執筆/「みんなの教育技術」用語解説プロジェクトチーム

DBSとは

「DBS」とは、Disclosure and Barring Serviceの頭文字をとったもので、日本語で「前歴開示・前歴者就業制限機構」を意味します。イギリスで2012年に確立された制度で、学校や保育所などの子どもに関わる職業および活動を行う使用者側が就業希望者の犯罪歴の照会を行うことを義務付けます。また、子どもに対する性的虐待などの犯罪歴がある者を雇うことは犯罪にあたるとされています。

使用者は、就業希望者の了承を得たうえで、DBSに犯罪歴などの確認を依頼します。DBSは、裁判所による有罪判決はもちろん、有罪にならなかった事案でも警察官が記載すべきと判断した情報や、DBSへの通報などを基に作成した子どもと接する仕事に就業できない人のリストを照会。その後、証明書を就業希望者本人に郵送すると同時に、犯罪歴がなかった場合は使用者にも通知が届きます。

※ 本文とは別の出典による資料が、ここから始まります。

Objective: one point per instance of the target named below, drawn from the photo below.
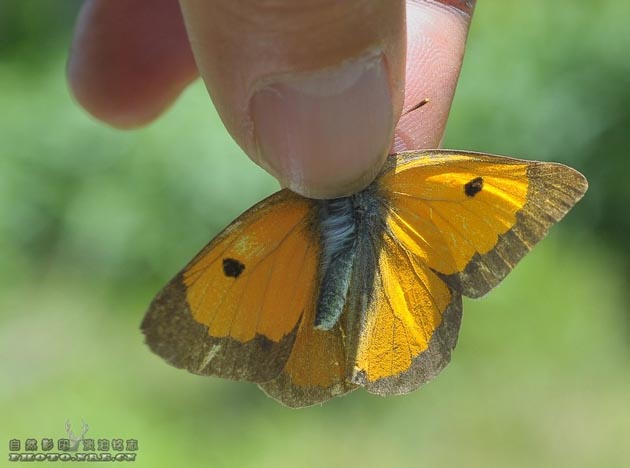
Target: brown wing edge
(286, 392)
(543, 208)
(428, 364)
(172, 333)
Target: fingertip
(326, 134)
(129, 60)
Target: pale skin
(312, 91)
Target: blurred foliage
(94, 220)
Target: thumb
(310, 90)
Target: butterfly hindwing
(409, 326)
(316, 370)
(235, 309)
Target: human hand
(312, 90)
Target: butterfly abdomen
(342, 223)
(338, 232)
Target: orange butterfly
(311, 299)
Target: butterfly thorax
(343, 222)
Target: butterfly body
(312, 299)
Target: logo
(73, 447)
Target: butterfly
(311, 299)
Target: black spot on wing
(232, 267)
(473, 187)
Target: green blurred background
(94, 220)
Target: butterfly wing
(410, 322)
(316, 370)
(454, 223)
(471, 217)
(234, 311)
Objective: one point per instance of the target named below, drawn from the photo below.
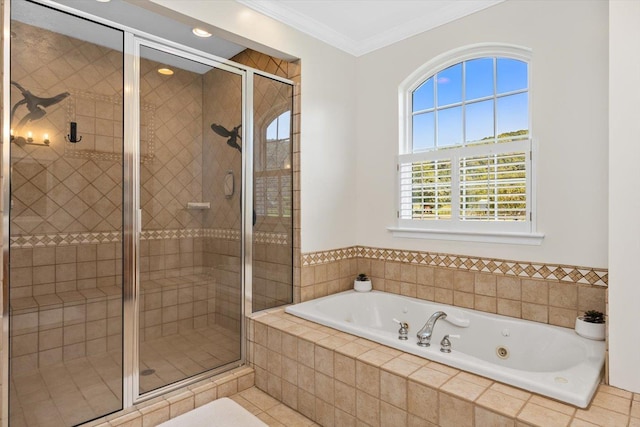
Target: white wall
(569, 109)
(327, 128)
(624, 193)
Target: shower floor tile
(78, 390)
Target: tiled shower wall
(553, 294)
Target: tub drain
(502, 352)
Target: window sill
(533, 239)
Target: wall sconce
(73, 133)
(28, 140)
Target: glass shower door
(190, 312)
(65, 218)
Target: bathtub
(544, 359)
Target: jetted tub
(544, 359)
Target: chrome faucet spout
(424, 334)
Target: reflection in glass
(479, 121)
(512, 75)
(423, 96)
(65, 219)
(478, 78)
(449, 85)
(190, 258)
(273, 194)
(423, 132)
(513, 113)
(449, 127)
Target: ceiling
(362, 26)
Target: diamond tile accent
(62, 239)
(563, 273)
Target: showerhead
(35, 104)
(233, 135)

DBSによる犯罪歴の照会は、子どもの教育や世話をする人だけでなく、通学・通園といった子どものために車を運転する人なども含んでおり、一定の期間以上、子どもと関わる職業が対象となっています。

日本版DBS導入の動き

日本において子どもに対する性犯罪や性暴力の対策は、教員や保育士、それぞれを所管する省庁ごとに対策が進められてきました。

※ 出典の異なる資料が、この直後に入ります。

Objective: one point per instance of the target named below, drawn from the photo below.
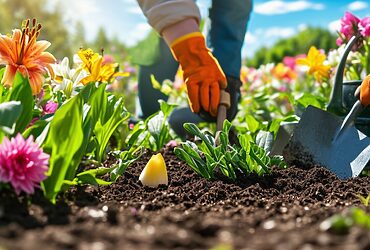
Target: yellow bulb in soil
(155, 172)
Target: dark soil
(281, 211)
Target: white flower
(66, 79)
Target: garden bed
(283, 210)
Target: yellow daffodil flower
(315, 62)
(98, 70)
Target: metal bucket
(342, 96)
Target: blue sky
(270, 20)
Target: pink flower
(22, 163)
(50, 107)
(349, 25)
(364, 27)
(339, 41)
(289, 61)
(172, 144)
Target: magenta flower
(22, 163)
(364, 27)
(50, 107)
(289, 61)
(349, 25)
(339, 41)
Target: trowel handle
(222, 109)
(335, 105)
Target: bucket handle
(335, 105)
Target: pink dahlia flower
(349, 25)
(22, 163)
(364, 27)
(50, 107)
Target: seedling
(364, 200)
(211, 155)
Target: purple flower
(364, 27)
(22, 163)
(349, 25)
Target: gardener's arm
(178, 22)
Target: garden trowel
(222, 109)
(323, 139)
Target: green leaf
(309, 99)
(21, 91)
(264, 139)
(252, 123)
(103, 131)
(364, 200)
(64, 141)
(155, 83)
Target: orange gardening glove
(202, 73)
(365, 91)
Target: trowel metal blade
(313, 142)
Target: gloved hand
(203, 75)
(365, 91)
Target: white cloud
(334, 26)
(134, 10)
(139, 32)
(276, 32)
(276, 7)
(250, 38)
(302, 26)
(357, 5)
(264, 37)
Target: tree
(298, 44)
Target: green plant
(154, 132)
(80, 126)
(364, 200)
(216, 153)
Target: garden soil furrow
(283, 210)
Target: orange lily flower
(23, 53)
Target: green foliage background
(295, 45)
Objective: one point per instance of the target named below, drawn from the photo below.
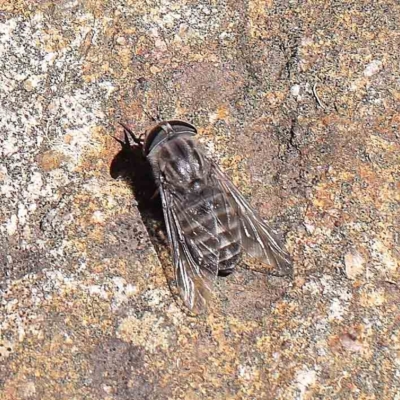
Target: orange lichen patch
(324, 198)
(50, 160)
(98, 158)
(371, 297)
(147, 331)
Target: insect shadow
(131, 166)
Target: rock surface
(298, 102)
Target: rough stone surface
(298, 101)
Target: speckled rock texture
(298, 101)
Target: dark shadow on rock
(131, 166)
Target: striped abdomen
(208, 221)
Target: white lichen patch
(305, 379)
(147, 331)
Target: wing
(258, 239)
(195, 261)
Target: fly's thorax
(164, 131)
(181, 162)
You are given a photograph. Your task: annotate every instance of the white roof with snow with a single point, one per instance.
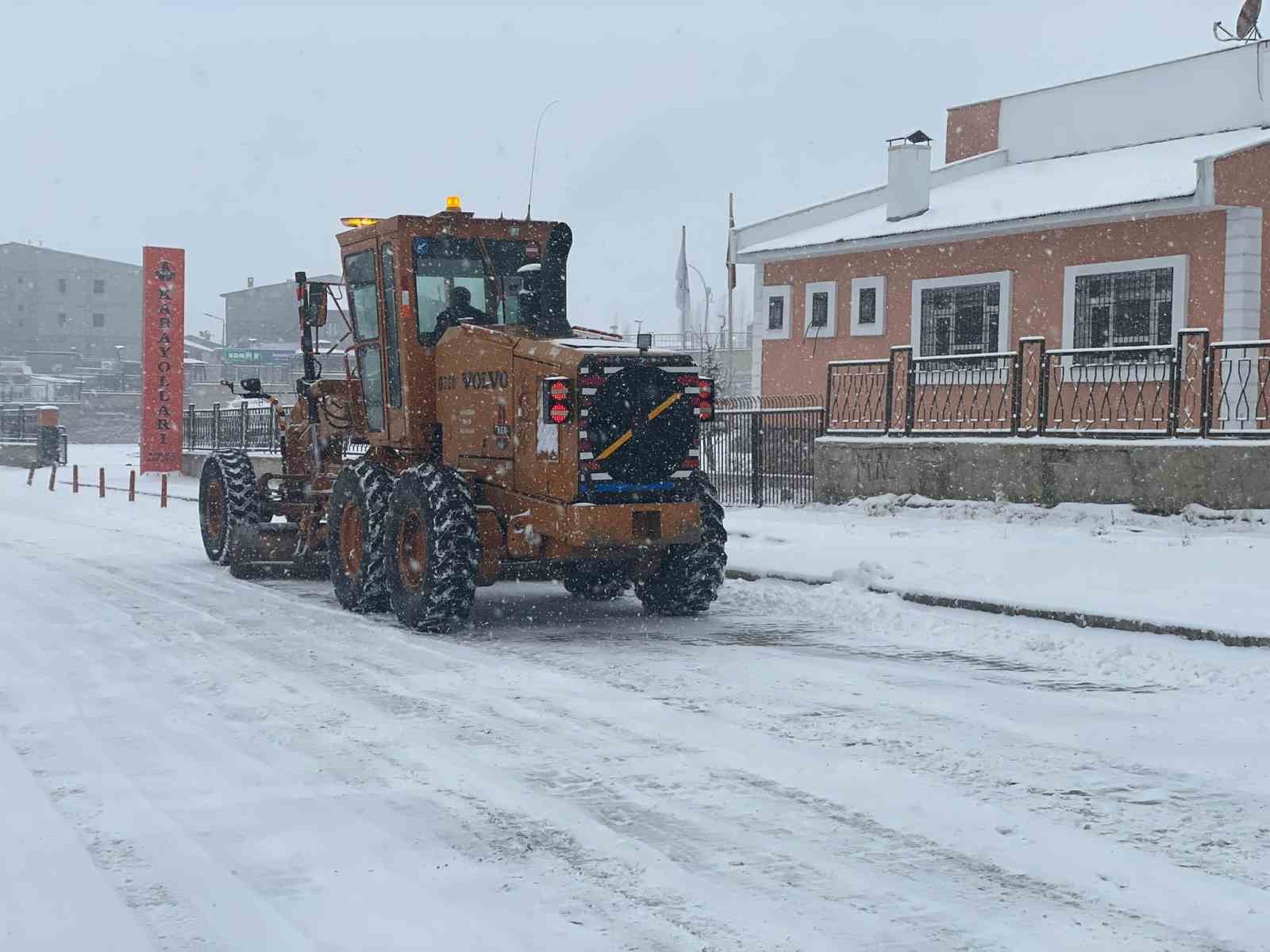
(1117, 177)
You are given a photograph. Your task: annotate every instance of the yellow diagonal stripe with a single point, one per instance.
(613, 447)
(664, 404)
(616, 444)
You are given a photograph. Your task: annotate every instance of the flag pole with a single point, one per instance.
(732, 283)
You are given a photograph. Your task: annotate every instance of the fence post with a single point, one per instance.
(756, 457)
(1189, 409)
(1030, 365)
(899, 378)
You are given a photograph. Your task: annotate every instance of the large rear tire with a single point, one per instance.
(355, 536)
(690, 577)
(597, 582)
(433, 549)
(226, 498)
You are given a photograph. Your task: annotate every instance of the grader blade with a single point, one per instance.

教員は2022年の児童福祉法の改正によって、採用する際の児童・生徒へのわいせつ行為による懲戒免職や教員免許の失効などの経歴がないことを確認することが義務付けられ、今年4月からはデータベースでの運用が開始されています。また、同様に保育士も2022年に児童福祉法が改正され、子どもへのわいせつ行為などで保育士登録を取り消された場合、再登録ができないよう厳しく取り締まられています。

しかし、教員や保育士への対策だけでは、学童や部活動の指導員、塾の講師、ベビーシッターといった資格を必要としない職種には適用されず、省庁ごとの対策では不十分であるとの課題がありました。

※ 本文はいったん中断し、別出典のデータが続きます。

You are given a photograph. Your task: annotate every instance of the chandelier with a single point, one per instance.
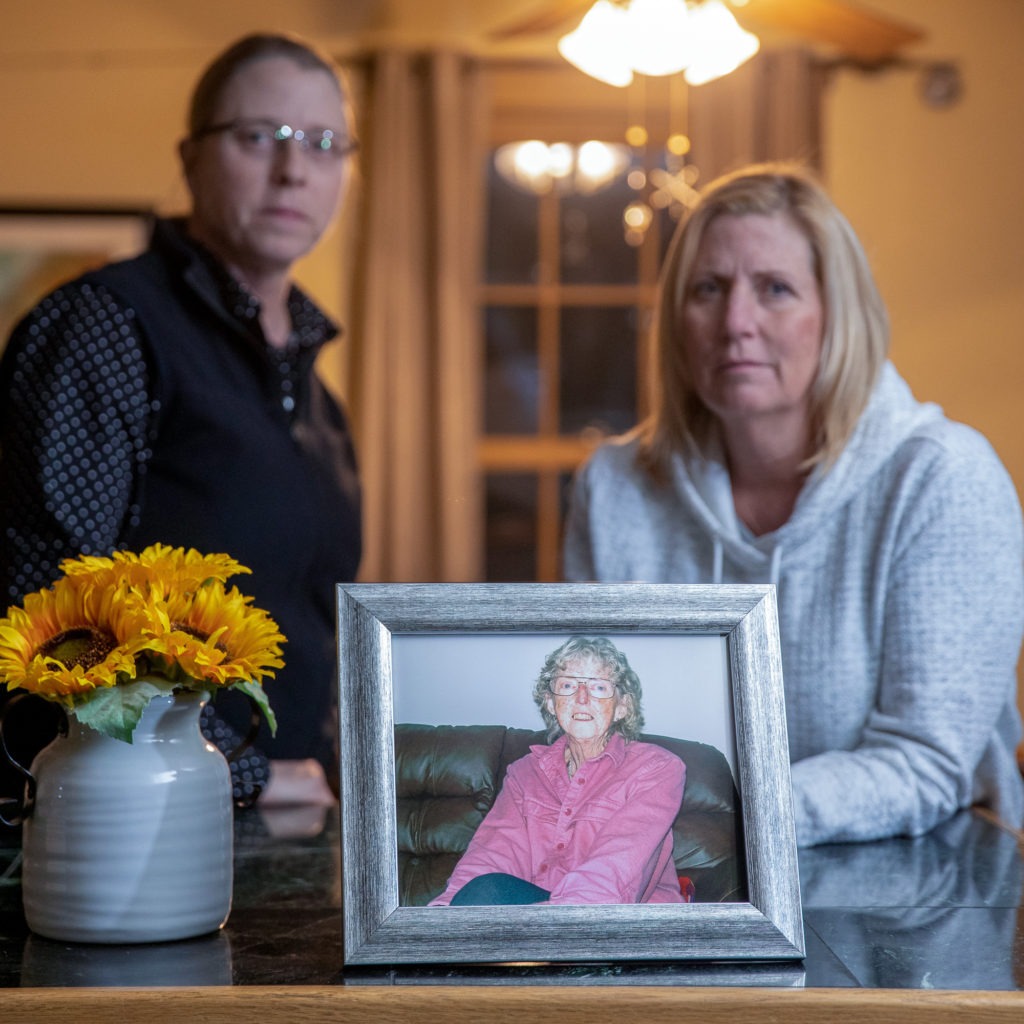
(617, 38)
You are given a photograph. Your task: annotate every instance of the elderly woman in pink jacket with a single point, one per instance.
(587, 818)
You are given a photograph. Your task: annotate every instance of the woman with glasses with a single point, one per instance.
(587, 818)
(173, 398)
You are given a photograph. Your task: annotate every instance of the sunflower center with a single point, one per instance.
(84, 646)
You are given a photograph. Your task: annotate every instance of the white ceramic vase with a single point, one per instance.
(130, 842)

こうした状況を受けて、こども家庭庁はイギリスのDBS制度を参考とした「日本版DBS」制度の導入に動き始めたのです。

日本版DBSの導入における課題

日本版DBSでは、こども家庭庁所管のシステムによって就業希望者の性犯罪歴を確認し、前歴があった場合は就職できないようにし、なかった場合は照会を受けた公的機関が「無犯罪証明書」を発行するよう検討しています。

しかし、制度の対象となる事業者については学校や保育所、児童養護施設などは義務化されるものの、学習塾や学童クラブなどは職務を定める法律がないことから義務化は困難とされ、任意による認証制度となります。また、日本版DBSは憲法が保障する「職業選択の自由」や「プライバシー権」などの権利を事実上制限することにもつながるため、そういった権利を守る観点においては懸念の声もあります。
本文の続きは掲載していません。